The authors say that their proposal for negative tariffs could kickstart the flagging scheme.

“To re-establish that tariff advantage – or, more likely, to level the playing field against ferociously competitive Asia – we propose a simple but fairly radical tweak to AGOA starting in 2025: negative tariffs. Since AGOA tariffs are already at zero, the only way to open up a price incentive for production in Africa at this stage without totally tearing up the World Trade Organization (WTO) rules would be to cross into negative rates. While unconventional, we find that such tariffs – think of them as targeted manufacturing subsidies for extremely lagging regions – would be both effective and cheap.”

The authors estimate that a 10 percentage point negative tariff on apparel products would “cost” about $291m in foregone revenue, while a 20 percentage point negative tariff would be more expensive, at about $880m.

“The benefits would potentially be large. We estimate that a 10 percent negative tariff would create about $1.5 billion in new trade, and a 20 percent tariff nearly $3 billion,” they say.

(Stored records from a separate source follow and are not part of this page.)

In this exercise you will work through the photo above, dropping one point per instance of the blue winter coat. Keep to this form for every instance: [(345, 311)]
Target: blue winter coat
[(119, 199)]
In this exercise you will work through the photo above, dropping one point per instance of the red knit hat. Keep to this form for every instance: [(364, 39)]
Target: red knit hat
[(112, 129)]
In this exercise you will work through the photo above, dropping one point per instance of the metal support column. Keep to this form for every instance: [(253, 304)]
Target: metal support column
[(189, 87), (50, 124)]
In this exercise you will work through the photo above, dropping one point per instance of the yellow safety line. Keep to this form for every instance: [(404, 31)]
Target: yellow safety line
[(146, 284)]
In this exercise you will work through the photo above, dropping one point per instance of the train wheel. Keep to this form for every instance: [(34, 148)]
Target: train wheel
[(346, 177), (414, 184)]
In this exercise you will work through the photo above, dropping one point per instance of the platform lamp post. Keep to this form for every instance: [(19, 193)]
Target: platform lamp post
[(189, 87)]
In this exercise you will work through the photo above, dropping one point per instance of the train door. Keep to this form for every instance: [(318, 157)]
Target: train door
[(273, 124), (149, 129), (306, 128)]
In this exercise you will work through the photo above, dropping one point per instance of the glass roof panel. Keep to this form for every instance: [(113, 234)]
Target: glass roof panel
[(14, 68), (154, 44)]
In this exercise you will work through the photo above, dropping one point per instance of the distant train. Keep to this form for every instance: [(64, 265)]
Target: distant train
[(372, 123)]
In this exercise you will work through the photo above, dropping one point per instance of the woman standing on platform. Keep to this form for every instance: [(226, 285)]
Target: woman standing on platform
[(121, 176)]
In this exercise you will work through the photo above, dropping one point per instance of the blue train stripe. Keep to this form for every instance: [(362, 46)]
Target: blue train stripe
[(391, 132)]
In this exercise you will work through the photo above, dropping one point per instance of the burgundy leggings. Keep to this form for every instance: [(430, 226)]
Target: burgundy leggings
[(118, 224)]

The authors argue it’s a good time for the US to make an ambitious push on African industrialisation. After dominating global apparel exports in the 2000s and 2010s, China’s market share is now in decline, falling from a peak of 38% of American apparel imports in 2010 to 24% in 2022, as the country graduates to more capital- and skill-intensive industries.

However the authors say that additional support is also needed to build manufacturing supply chains on the continent.

“If capital markets function perfectly, then if America provides tariff incentives to expand manufacturing in Africa, new private investment in African garment factories should follow. In the real world, policy action on the investment side may be necessary…The US could take the lead in addressing this challenge. It could set aside, say, $2.5 billion (implying about a 15 percent increase in US foreign aid to the region) as venture capital to build manufacturing supply chains in Africa.”

That could offer an investment role for the US government’s Development Finance Corporation (DFC), which the report says committed just $50m to African manufacturing projects in full-year 2023 out of a $2bn Africa portfolio.

“Strengthened AGOA trade preferences could serve as a pull mechanism to create bankable projects for DFC to lend to and invest in, reorienting its work away from financial services towards job creation and industrialisation.”

Time for change 

Without reform, AGOA will continue to struggle to make an impact, the authors say.

“Simply renewing AGOA “as is” won’t be enough to enable African economies to compete. But stronger policy tools exist; evidence suggests they’re affordable and could significantly boost the continent’s industrial output. Trade not (just) aid, and investment in manufacturing in Africa, not just extracting raw materials from Africa, should be the new mantra for policymakers as they contemplate possibilities for AGOA 2.0.”